BRIGHT SADNESS
I am in a foul mood this morning. I am also at church for the weekly 7:00am prayer service as I come to this realization. The irony is not lost on me.
I haven’t slept and the darkness of a night spent tossing and turning hasn’t completely released me into the brightness of the day. “Go forth into the world,” intones the curate. I sigh loudly. The grandfather next to me hazards a cautious glance out of the corner of his eye. He gives me wide berth as we walk forward for communion.
“I love Lent!” enthuses my curate later at breakfast across from me. I have, it should be noted, been yawning into my coffee until this point and have just finished accidentally flicking potatoes rather unceremoniously across the table at him. His good nature belies mine. I smile half-heartedly. “I am failing at Lent!” is all that I can think at the moment.
We are in the last days of Lent, and quite honestly, I am still identifying more with the story of the dust to which we all return than I am anticipating the celebration of resurrection.
On Ash Wednesday morning, our curate used the term “Bright Sadness” to describe Lent. This phrase, first used by Fr Alexander Schmemann, serves as “a poetic translation of the "joy-making mourning" recommended by Saint John Climacus in his Ladder of Divine Ascent.” I loved the phrase and scribbled it down on my bulletin mid-service.
Lately though, I feel more scattered and dusty than bright. I’ve failed at my Lenten fast, haven’t cracked open the book I said I’d read, and rather than slow down as Karen Stiller invited us to do at the beginning of the season, it seems like my life’s pace has taken off like a bat out of hell. I’m in a different city almost every weekend and my to-do list is running me, not the other way around. The people around me are struggling and I’m too often at a loss for words for this space that they find themselves in.
I’m not seeing the sadness with the clarity of brightness like I hoped I might. Despite punctuations of joy, I feel that the mantle of discomfort and discouragement fits better for size than any hopeful anticipation or sacramental penitence. I’m on the heels of a season that I’ve begun to term “The Deep Sad,” a time of separation and fragmentation, of mourning and hope deferred for the community of which I am a part.
It was with this spirit that I went to see the play Godspell the other day. Having graced stages around the world for 48 years, Godspell is based on the book of Mark and is devoted to discovering the presence of good news in the dark and fragmented present. I went alone after a busy week and by the end of the first half, I was completely overwhelmed as characters shouted out real news headlines, each of which seemed more heartbreaking than the last, compounding the shadow of “The Deep Sad” that I’m still trying to shake.
Disgruntled and ill at ease, I stretched during intermission and was startled out of my troubled reverie as the grandmother next to me leaned over and shyly introduced herself. In broken English she explained that her grandson was in the play. After listening for a while, I realized we could switch to Italian.

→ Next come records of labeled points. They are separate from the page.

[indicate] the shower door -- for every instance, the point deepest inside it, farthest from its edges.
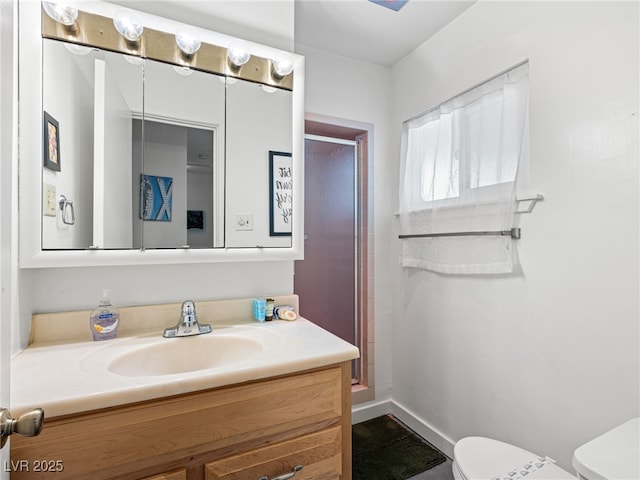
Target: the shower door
(326, 280)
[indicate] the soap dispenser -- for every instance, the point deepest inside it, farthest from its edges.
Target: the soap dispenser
(104, 319)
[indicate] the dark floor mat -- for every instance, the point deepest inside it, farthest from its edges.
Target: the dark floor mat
(385, 450)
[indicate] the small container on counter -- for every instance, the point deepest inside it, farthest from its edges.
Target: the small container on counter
(269, 309)
(285, 312)
(259, 308)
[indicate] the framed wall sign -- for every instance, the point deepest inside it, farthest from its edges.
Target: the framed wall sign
(51, 142)
(280, 194)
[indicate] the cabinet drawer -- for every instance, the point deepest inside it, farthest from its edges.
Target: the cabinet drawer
(207, 424)
(177, 475)
(320, 455)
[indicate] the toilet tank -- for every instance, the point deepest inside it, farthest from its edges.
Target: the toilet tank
(614, 455)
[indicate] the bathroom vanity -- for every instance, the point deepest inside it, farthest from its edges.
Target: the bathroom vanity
(281, 408)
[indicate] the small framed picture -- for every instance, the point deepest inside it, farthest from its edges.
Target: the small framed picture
(280, 194)
(51, 143)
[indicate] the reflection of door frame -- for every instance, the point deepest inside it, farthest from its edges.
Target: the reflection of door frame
(218, 165)
(358, 133)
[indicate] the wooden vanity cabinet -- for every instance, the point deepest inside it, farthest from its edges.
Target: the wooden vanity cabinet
(250, 431)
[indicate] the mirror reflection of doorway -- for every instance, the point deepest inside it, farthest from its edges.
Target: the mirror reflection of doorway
(185, 154)
(331, 280)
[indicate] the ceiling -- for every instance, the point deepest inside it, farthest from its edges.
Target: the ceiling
(365, 31)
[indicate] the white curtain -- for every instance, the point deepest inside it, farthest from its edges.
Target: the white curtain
(459, 173)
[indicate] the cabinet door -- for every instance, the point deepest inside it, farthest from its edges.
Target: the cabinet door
(319, 453)
(177, 475)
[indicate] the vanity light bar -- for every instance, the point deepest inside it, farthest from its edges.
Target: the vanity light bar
(98, 31)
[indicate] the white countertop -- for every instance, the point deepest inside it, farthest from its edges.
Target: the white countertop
(64, 378)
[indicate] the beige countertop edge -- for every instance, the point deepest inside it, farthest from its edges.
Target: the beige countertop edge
(307, 346)
(102, 400)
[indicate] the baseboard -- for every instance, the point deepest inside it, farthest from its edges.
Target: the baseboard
(426, 431)
(367, 411)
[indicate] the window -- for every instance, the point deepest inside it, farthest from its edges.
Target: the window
(460, 165)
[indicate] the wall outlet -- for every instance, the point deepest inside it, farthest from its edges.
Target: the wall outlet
(48, 200)
(244, 222)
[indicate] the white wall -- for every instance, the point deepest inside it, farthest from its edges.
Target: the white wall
(257, 122)
(548, 357)
(351, 91)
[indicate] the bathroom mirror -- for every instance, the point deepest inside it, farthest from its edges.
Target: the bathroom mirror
(139, 147)
(96, 186)
(259, 183)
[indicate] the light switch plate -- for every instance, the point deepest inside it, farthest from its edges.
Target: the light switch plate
(244, 222)
(48, 200)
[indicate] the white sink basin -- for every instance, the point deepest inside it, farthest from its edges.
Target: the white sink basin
(171, 356)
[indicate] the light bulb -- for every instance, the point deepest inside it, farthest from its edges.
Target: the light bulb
(61, 13)
(239, 53)
(282, 64)
(128, 25)
(188, 40)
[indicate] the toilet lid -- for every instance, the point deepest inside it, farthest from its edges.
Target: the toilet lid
(485, 458)
(614, 454)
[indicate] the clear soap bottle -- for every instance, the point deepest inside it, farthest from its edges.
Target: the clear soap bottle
(104, 319)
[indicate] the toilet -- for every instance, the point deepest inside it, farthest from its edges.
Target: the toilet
(615, 455)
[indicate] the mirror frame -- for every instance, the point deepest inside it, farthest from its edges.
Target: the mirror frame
(30, 196)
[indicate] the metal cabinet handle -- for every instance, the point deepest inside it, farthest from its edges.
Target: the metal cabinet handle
(286, 476)
(28, 425)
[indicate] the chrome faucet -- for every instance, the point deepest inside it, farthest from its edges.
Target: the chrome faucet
(188, 324)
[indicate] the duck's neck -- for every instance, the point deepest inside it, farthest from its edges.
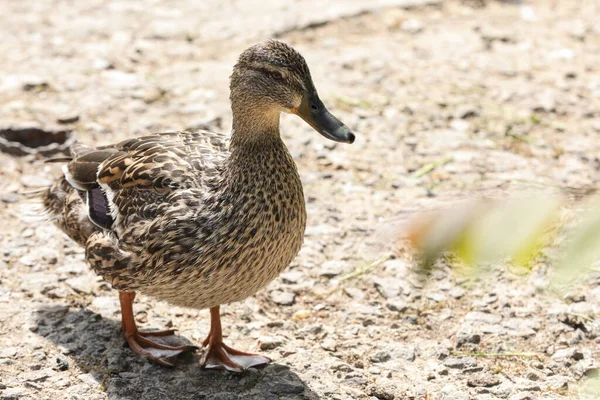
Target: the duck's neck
(253, 130)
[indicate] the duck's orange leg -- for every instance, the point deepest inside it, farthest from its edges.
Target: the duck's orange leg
(140, 342)
(216, 354)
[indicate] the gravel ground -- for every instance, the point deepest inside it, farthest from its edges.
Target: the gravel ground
(498, 96)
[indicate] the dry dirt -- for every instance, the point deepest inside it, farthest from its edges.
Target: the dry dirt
(497, 95)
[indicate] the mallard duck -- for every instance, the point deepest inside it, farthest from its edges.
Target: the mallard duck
(198, 219)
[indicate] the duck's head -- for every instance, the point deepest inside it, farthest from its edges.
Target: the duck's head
(271, 77)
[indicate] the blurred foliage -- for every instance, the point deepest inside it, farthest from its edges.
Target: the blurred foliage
(526, 230)
(522, 229)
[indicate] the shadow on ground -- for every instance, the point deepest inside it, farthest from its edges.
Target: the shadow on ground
(96, 345)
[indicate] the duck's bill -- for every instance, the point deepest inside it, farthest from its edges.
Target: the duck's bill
(314, 113)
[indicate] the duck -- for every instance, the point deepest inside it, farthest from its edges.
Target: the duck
(198, 219)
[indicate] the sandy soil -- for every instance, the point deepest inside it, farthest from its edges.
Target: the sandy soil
(500, 96)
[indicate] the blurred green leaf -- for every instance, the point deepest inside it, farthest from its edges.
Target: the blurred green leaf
(582, 251)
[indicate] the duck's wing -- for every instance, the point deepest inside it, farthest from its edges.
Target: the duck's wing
(130, 180)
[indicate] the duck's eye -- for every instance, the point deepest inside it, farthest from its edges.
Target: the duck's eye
(277, 75)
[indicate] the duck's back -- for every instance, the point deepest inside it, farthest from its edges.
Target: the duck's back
(180, 217)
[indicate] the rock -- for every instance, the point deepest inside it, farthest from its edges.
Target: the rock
(122, 80)
(460, 362)
(441, 353)
(281, 385)
(355, 378)
(436, 296)
(331, 269)
(80, 284)
(396, 305)
(522, 396)
(467, 338)
(88, 379)
(270, 342)
(406, 353)
(36, 83)
(38, 376)
(483, 379)
(354, 293)
(26, 139)
(62, 363)
(283, 298)
(67, 118)
(387, 287)
(329, 344)
(382, 391)
(291, 276)
(14, 393)
(568, 353)
(412, 26)
(478, 316)
(8, 352)
(380, 356)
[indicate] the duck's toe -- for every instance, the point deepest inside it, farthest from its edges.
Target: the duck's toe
(220, 356)
(162, 347)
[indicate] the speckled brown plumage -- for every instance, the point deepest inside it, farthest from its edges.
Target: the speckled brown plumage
(196, 219)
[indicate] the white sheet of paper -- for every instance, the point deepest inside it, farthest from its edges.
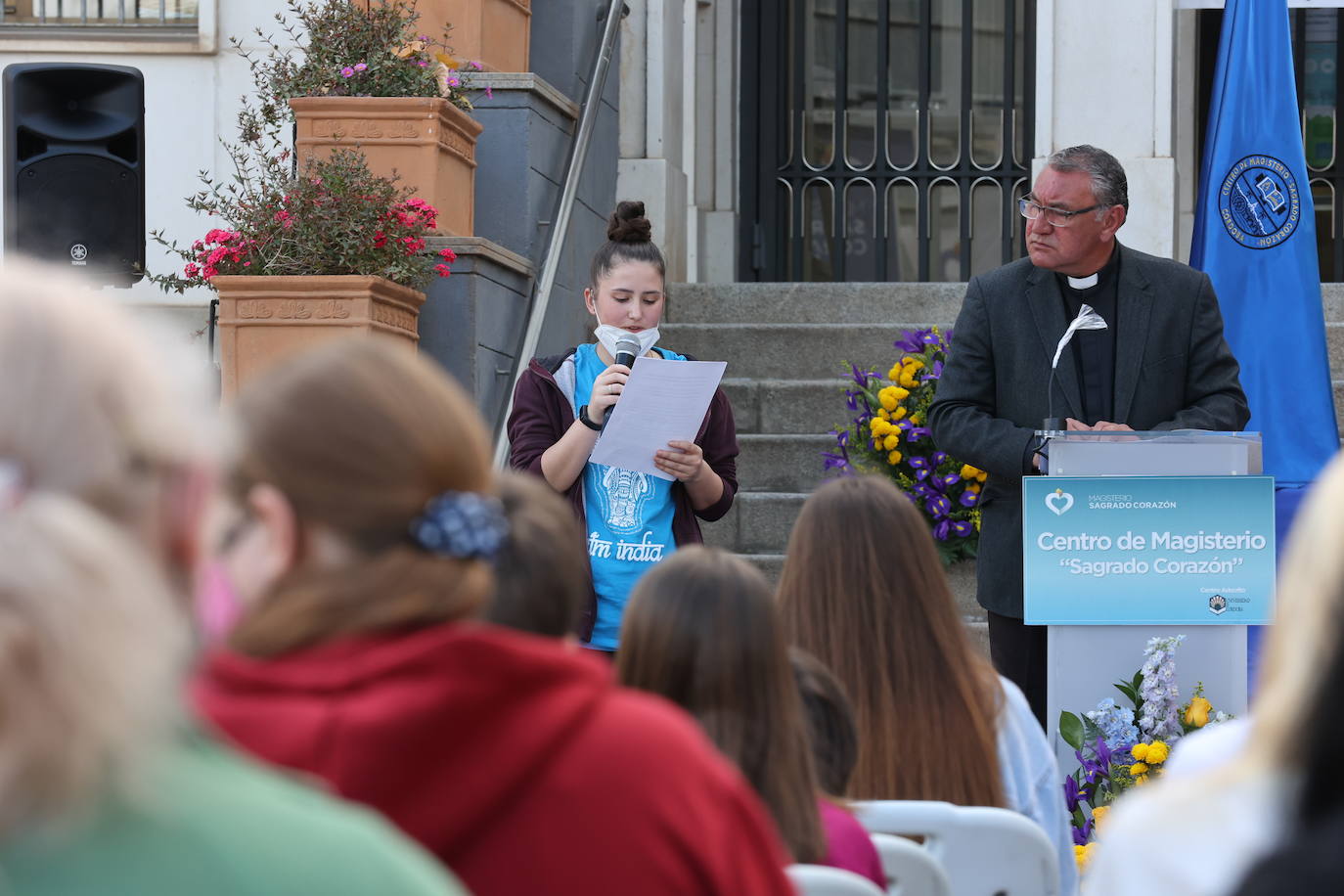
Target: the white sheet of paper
(663, 402)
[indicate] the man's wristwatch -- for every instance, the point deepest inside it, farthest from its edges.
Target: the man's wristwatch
(586, 422)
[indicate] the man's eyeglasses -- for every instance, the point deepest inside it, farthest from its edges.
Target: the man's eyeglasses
(1053, 216)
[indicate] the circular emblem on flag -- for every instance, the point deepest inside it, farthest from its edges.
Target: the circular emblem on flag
(1258, 202)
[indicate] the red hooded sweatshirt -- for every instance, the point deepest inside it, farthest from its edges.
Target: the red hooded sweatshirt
(514, 759)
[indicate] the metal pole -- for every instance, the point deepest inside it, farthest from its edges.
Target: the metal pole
(552, 261)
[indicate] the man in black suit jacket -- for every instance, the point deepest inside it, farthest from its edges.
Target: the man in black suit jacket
(1160, 364)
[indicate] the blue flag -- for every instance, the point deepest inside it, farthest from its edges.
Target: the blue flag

Grabbing my hand in excitement, she peppered me with the usual questions about every aspect of my life. No I was not married. Yes my Italian was bad. No I did not live near my family.

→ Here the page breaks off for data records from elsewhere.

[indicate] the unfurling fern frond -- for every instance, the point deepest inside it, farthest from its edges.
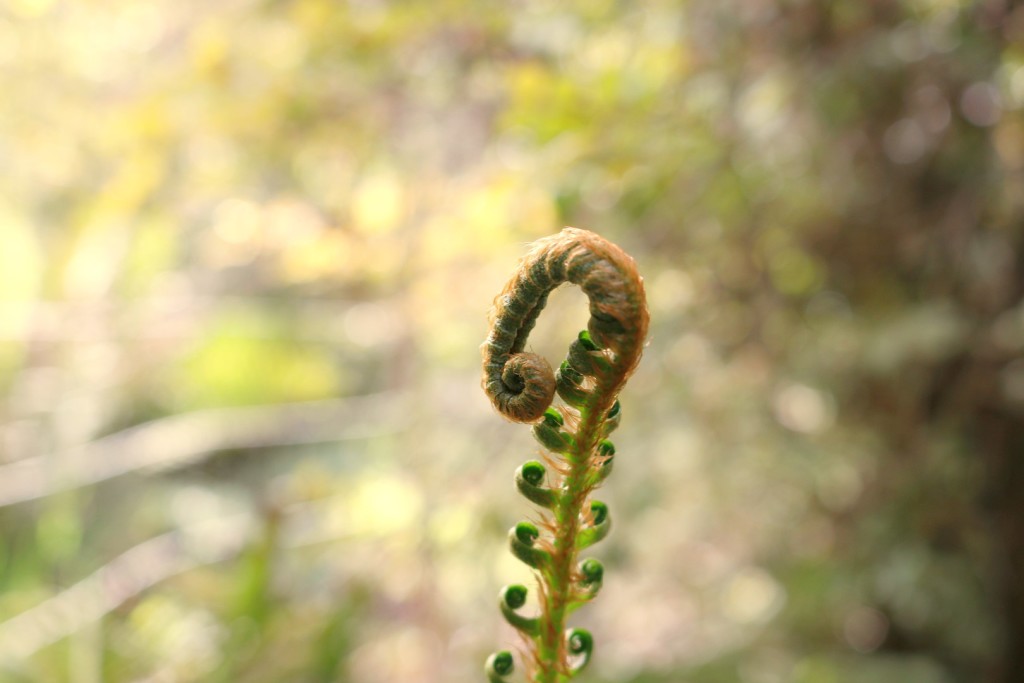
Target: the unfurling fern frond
(522, 387)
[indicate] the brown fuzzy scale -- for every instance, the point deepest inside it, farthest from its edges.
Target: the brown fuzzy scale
(522, 385)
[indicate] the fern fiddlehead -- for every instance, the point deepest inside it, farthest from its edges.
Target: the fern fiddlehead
(522, 387)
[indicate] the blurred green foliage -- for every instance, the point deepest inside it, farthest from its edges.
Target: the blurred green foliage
(246, 254)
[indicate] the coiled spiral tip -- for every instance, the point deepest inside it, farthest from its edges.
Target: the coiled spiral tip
(499, 666)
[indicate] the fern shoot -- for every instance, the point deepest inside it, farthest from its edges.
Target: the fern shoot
(574, 434)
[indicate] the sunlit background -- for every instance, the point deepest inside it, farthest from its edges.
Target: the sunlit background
(247, 251)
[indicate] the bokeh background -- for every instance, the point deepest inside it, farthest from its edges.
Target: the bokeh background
(247, 250)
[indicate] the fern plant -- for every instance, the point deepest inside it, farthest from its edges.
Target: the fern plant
(578, 454)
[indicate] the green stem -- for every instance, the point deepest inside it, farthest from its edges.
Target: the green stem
(558, 592)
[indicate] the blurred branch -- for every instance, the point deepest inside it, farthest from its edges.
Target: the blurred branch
(157, 560)
(180, 439)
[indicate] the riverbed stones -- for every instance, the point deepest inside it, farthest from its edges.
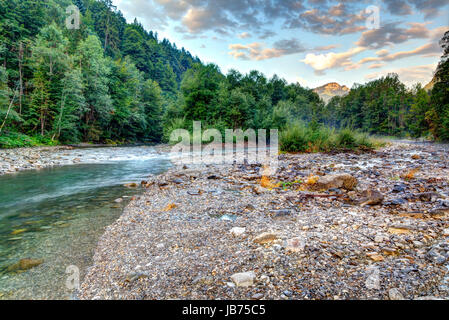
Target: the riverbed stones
(237, 231)
(395, 294)
(25, 264)
(296, 244)
(371, 197)
(265, 237)
(243, 279)
(335, 181)
(339, 234)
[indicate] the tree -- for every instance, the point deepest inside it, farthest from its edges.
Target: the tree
(72, 105)
(50, 64)
(419, 112)
(439, 116)
(95, 70)
(152, 102)
(200, 86)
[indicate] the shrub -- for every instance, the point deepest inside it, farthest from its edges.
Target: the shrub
(316, 138)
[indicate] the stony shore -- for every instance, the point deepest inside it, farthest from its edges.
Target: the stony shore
(218, 232)
(22, 159)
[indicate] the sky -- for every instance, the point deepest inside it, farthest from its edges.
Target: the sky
(312, 42)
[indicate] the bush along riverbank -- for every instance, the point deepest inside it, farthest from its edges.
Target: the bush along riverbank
(340, 226)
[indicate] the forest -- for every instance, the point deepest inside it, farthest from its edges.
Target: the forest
(115, 82)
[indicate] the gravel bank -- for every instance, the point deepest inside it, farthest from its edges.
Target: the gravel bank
(194, 229)
(20, 159)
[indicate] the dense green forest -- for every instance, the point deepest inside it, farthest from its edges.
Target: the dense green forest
(114, 81)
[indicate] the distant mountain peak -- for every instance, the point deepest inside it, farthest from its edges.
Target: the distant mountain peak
(430, 85)
(330, 90)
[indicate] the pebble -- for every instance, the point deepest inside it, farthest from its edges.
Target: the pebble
(243, 279)
(237, 231)
(395, 294)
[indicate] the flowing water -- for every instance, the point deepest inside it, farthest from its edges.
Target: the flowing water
(58, 215)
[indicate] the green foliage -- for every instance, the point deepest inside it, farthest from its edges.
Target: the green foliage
(439, 115)
(346, 139)
(298, 137)
(19, 140)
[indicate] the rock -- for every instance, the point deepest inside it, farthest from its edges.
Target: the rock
(396, 202)
(237, 231)
(287, 293)
(395, 294)
(259, 190)
(244, 279)
(257, 296)
(427, 196)
(131, 185)
(295, 245)
(265, 237)
(371, 197)
(373, 278)
(380, 238)
(345, 181)
(25, 264)
(281, 213)
(428, 298)
(194, 193)
(135, 276)
(399, 188)
(18, 231)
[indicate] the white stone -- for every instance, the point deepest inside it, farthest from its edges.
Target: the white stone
(243, 279)
(237, 231)
(395, 294)
(295, 244)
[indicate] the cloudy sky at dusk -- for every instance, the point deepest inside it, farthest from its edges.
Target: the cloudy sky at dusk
(312, 42)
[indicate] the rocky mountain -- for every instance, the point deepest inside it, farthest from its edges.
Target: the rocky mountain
(330, 90)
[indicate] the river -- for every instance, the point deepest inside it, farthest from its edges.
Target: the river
(58, 215)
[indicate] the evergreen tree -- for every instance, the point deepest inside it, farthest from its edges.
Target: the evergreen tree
(95, 70)
(439, 116)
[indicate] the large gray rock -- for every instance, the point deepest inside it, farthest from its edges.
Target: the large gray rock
(244, 279)
(332, 181)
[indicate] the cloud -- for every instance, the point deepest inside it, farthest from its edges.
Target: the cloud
(376, 66)
(398, 7)
(317, 16)
(390, 34)
(410, 75)
(326, 48)
(257, 51)
(430, 49)
(244, 35)
(337, 19)
(331, 60)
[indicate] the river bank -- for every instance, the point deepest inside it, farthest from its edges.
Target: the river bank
(36, 158)
(219, 233)
(51, 219)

“Your hands are very cold,” she informed me after a few minutes, having boldly grabbed hold of one in order to hear my always too soft voice a little better. And you know, she didn’t say much after that, but she held onto both of my hands for the rest of intermission in order to warm them. At the play’s end as she hugged me and held my hand again, everything about this stranger wished me well – a chance encounter with brightness in a season of sad.
I left the theatre and marveled at how a moment of unexpected togetherness could happen in the middle of a play that sought to address the question of Jesus’ presence amongst us, that searched for the good news in our fragmented society. I wondered at how in my spirit of sadness, bright found me in the form of a tiny grandmother seated next to me. God with us and gospel present in the midst of our togetherness.

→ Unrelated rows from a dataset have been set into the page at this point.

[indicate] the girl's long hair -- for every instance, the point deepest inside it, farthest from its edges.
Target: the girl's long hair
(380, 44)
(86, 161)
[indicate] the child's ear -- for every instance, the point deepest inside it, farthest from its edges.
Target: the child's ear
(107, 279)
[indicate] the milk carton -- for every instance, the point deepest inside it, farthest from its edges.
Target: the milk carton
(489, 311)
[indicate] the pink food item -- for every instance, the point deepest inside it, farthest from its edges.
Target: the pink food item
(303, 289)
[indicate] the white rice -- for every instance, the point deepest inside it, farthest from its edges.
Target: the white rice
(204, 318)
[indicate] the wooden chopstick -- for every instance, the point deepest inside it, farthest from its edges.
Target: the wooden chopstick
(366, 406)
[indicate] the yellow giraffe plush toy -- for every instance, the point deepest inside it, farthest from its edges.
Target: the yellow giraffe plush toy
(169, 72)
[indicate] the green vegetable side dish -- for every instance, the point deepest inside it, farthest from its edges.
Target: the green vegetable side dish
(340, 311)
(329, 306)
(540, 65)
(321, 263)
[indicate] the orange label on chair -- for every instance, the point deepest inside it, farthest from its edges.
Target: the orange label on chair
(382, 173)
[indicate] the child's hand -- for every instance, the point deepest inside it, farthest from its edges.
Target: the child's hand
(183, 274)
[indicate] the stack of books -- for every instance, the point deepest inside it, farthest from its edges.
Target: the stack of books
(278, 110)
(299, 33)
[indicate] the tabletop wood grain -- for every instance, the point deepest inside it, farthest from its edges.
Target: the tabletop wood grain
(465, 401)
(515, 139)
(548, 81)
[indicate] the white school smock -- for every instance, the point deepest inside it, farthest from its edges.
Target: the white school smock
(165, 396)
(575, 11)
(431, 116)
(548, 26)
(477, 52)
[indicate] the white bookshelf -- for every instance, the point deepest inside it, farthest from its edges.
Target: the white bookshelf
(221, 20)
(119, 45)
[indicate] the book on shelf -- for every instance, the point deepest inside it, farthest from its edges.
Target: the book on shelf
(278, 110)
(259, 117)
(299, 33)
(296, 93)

Here's what I know. People see what they’re looking for. Though Lent is almost past, I am determined to enter Passion Week with new - or perhaps adjusted - eyes. Maybe the trick is trying to find the light right in the dark. The pathway from broken to re-made, no longer the same but remade into a cracked sort of wholeness nonetheless. Maybe the message of Lent and this pre-Easter season is not so much choosing between dark and light, but looking instead at the shadow of God’s presence in our midst. In the bright and the sad, in His presence with us nonetheless.